The people of East Providence, unfortunately, never really got the chance to know Bruce. He was at one time the managing editor for the chain, but when EBMG, formerly East Bay Newspapers, bought The Post and the defunct Seekonk Star back in 2004, Mr. Burdett had settled into being the editor for our papers in the Sakonnet section of southeastern Rhode Island (Tiverton, Little Compton and Portsmouth) and in Westport, just over the border in Massachusetts.
Our colleague Jim McGaw was given the unenviable task to provide our readership throughout the East Bay with a brief glimpse of Mr. Burdett as person and as a journalist.
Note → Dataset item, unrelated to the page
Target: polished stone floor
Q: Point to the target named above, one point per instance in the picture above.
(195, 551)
Regrettably we did not have the space required to print Jim’s efforts in the July 22 edition of The Post, though we urge you to read both the main story and sidebar here at eastbayri.com. It would be well worth your time.
Know this, though, Bruce helped guide the company through the good and the bad of the business side. When he started we literally cut and pasted pages together. Now it’s all done by computer, like just about everything else in our lives. It’s rather impersonal, but that is how things have become. There are no longer bustling newsrooms in most places across the country, not much interaction between co-workers to glean knowledge from a man of Bruce's stature.
It’s a bit ironic, then, that one of Mr. Burdett’s strengths as a reporter was his ability to convey the depths of his subjects, tell their stories in a meaningful manner, whether it was the tragedy of 911 or the joys of living by the water, one of his personal passions.
EBMG publisher Matt Hayes was quoted this way in one of Mr. McGaw’s pieces, “What comes to mind mainly for me, beyond the scores of statewide and national honors Bruce that has received, beyond the thousands of the editorials that have helped good people and/or rooted out evil in our communities, is Bruce’s exceptional ability to tell a story. Like no one else I have been associated with in this business, Bruce Burdett tells stories that make one feel as if they are right there in the moment. Bruce’s unique ability to connect with both his subjects and his readers has been a crucial part of the success of these newspapers for the past half-century. I’m really going to miss him.”
We, here, at The Post are also going to miss Bruce Burdett. He is a pro’s “pro” and truly a gentleman. In this business and in life, there’s no better way to be regarded and remembered.